<!--
%\VignetteEngine{knitr}
%\VignetteIndexEntry{3. Automatic Functional Enrichment on Signature Genes}
-->

Automatic Functional Enrichment on Signature Genes
=============================================================

**Author**: Zuguang Gu ( z.gu@dkfz.de )

**Date**: `r Sys.Date()`

**Package version**: `r installed.packages()["cola", "Version"]`

-------------------------------------------------------------

```{r, echo = FALSE, message = FALSE}
library(markdown)
options(markdown.HTML.options = c("use_xhtml", "smartypants", "base64_images", "mathjax", "highlight_code"))
options(markdown.HTML.stylesheet = system.file("resources", "markdown.css", package = "markdown"))
library(knitr)
knitr::opts_chunk$set(
    error = FALSE,
    tidy  = FALSE,
    message = FALSE,
    warning = FALSE,
    fig.align = "center")
options(width = 100)
library(cola)
```

If the matrix rows can correspond to genes (e.g. the gene expression matrix,
or the methylation array data where CpG sites can be annotated to the
transcription start site of genes), _cola_ performs functional enrichment by
the `functional_enrichment()` function to the signatures by
[*ClusterProfiler*](https://bioconductor.org/packages/clusterProfiler/),
[*DOSE*](https://bioconductor.org/packages/DOSE/) or
[*ReactomePA*](https://bioconductor.org/packages/ReactomePA/) packages.

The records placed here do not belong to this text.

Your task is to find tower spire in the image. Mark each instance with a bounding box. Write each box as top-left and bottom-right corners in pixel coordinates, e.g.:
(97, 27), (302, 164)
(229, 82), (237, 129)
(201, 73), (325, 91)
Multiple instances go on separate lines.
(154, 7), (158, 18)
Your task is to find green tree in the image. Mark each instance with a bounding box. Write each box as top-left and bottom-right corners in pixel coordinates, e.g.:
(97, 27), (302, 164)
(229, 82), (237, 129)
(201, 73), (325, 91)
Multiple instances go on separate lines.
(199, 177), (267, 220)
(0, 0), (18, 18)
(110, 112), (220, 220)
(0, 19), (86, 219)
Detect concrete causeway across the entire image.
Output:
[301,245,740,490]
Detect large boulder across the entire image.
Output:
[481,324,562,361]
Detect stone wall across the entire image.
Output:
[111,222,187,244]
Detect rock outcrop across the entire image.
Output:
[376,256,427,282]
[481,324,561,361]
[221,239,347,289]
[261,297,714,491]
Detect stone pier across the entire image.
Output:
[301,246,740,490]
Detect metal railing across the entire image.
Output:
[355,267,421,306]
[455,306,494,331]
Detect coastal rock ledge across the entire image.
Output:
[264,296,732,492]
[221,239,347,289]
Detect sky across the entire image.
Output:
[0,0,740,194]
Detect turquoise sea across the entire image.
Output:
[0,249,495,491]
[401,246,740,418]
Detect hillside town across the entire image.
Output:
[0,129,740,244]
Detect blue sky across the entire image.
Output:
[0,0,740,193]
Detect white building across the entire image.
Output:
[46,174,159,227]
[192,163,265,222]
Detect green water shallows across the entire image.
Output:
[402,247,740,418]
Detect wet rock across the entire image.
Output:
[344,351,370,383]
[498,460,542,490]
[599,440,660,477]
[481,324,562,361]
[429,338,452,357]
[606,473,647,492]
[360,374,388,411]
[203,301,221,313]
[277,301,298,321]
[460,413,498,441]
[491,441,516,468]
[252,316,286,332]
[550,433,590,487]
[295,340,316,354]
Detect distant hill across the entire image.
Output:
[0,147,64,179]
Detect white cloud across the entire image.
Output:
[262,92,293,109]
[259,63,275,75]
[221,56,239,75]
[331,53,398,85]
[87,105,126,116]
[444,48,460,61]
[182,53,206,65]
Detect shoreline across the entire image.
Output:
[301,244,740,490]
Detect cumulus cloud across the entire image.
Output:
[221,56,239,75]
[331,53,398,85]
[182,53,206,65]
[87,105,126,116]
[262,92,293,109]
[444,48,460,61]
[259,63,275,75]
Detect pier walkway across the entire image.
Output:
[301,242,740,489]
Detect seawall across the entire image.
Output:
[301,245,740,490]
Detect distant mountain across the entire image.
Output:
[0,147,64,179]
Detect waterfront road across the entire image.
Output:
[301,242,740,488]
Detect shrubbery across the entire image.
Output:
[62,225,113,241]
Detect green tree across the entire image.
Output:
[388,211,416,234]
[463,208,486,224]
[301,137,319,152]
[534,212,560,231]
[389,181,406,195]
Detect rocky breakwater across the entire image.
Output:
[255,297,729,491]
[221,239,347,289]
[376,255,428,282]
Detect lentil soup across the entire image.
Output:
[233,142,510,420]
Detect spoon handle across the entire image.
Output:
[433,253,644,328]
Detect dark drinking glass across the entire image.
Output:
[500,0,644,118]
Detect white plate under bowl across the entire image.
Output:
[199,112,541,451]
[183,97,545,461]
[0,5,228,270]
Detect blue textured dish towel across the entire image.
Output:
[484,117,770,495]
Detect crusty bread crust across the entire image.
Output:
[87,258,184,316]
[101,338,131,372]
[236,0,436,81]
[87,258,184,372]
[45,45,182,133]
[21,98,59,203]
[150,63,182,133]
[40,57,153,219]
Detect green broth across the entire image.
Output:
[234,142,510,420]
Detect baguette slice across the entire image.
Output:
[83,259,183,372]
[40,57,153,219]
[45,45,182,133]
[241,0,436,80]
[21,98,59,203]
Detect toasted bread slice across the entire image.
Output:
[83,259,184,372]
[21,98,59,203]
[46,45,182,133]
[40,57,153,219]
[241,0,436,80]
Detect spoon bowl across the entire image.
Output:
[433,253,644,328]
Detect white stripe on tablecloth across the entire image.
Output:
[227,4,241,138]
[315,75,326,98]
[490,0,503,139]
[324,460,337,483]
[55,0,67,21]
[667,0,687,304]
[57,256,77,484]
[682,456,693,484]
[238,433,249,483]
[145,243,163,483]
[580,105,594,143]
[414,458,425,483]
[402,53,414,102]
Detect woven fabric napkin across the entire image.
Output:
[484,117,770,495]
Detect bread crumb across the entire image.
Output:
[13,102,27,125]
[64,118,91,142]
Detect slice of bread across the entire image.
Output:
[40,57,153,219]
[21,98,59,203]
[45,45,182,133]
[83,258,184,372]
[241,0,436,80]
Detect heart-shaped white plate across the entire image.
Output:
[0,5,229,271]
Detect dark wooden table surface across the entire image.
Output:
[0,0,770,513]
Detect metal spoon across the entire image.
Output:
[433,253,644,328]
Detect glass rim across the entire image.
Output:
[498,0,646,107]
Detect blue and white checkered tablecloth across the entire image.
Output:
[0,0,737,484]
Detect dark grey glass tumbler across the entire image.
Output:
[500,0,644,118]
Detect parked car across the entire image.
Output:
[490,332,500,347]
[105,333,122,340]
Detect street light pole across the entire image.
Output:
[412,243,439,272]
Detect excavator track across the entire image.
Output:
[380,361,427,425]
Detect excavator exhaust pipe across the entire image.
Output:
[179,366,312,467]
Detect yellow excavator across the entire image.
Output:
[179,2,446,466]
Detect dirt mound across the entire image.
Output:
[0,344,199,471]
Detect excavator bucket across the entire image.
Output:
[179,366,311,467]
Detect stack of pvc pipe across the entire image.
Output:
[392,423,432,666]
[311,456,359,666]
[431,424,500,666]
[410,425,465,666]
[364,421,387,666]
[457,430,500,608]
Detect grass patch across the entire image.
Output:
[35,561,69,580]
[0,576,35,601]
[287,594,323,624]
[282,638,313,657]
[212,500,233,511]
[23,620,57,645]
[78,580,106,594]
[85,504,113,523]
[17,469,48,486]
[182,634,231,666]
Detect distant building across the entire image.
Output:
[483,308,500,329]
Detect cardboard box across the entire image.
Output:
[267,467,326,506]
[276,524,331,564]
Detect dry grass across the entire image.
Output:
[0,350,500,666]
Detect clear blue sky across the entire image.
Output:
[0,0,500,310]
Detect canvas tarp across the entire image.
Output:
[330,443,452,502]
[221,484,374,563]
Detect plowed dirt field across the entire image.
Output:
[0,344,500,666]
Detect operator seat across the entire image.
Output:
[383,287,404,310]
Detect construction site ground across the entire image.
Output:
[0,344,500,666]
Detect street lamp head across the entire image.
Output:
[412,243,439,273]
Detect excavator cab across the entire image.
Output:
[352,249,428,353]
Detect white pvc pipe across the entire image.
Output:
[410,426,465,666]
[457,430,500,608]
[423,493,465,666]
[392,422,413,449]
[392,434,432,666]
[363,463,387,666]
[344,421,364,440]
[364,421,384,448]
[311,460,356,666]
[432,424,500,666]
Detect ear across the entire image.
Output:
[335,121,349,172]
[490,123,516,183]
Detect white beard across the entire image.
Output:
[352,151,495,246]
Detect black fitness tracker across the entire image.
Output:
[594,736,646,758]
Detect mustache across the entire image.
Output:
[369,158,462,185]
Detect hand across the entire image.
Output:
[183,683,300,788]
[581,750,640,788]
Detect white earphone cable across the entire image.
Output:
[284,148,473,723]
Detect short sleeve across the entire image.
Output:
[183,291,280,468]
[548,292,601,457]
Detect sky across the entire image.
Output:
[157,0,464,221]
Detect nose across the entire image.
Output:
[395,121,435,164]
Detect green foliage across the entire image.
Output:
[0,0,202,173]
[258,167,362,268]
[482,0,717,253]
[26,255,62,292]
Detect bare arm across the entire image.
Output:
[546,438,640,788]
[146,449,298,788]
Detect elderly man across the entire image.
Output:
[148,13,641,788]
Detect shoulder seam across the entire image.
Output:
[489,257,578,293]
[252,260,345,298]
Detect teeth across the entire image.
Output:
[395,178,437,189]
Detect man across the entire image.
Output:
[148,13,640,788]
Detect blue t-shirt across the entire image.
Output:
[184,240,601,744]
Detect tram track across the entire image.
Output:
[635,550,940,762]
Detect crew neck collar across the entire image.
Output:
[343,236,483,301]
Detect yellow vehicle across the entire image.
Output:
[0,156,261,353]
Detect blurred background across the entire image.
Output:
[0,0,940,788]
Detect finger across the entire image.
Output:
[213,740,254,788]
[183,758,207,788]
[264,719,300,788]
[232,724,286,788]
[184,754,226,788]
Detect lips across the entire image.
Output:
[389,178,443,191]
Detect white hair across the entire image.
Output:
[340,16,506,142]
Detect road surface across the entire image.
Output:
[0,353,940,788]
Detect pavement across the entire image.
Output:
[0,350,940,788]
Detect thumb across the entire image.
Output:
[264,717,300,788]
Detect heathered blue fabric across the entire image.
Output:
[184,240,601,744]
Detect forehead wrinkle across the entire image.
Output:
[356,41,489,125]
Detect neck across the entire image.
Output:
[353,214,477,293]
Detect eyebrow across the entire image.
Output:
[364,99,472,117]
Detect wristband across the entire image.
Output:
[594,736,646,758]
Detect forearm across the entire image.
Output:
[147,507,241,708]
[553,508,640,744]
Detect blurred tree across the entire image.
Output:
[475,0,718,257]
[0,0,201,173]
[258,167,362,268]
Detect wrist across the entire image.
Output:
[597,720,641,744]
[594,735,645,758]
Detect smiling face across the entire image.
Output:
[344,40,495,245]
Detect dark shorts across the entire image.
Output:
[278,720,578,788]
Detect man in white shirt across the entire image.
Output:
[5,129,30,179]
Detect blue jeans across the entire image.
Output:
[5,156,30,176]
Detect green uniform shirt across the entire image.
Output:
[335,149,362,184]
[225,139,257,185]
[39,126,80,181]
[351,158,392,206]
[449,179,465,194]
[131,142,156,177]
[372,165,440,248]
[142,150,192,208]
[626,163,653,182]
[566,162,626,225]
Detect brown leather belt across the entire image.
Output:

We first demonstrate the usage of `functional_enrichment()` function by the
TCGA GBM dataset. In following example code, `TCGA_GBM_subgroup.rds` is
generated by the code demonstrated
[here](https://jokergoo.github.io/cola_examples/TCGA_GBM/). We download the
result file that has already been generated.

```{r, results = "hide"}
download.file("https://jokergoo.github.io/cola_examples/TCGA_GBM/TCGA_GBM_subgroup.rds", 
    destfile = "TCGA_GBM_subgroup.rds", quiet = TRUE)
rl = readRDS("TCGA_GBM_subgroup.rds")
file.remove("TCGA_GBM_subgroup.rds")
```

We select result from a single method `ATC:skmeans`:

```{r}
library(cola)
res = rl["ATC:skmeans"]
res
```

We check how the signature genes looks like under 4-group classification:

```{r}
set.seed(123)
get_signatures(res, k = 4)
```

Rows are split into four groups with different expression patterns among
samples. The functional enrichment will be applied to genes in each
row-cluster.

To apply functional enrichment, the important thing is to check the gene ID
type in the input matrix. The helper function `rownames()` directly returns
the row names of the matrix stored in `res`.

```{r}
head(rownames(res))
```

The gene ID is symbol. For all enrichment analysis provided by
*ClusterProfiler*, *DOSE* or *ReactomePA*, the core ID type is Entrez
ID, thus we need to convert from symbol to Entrez ID.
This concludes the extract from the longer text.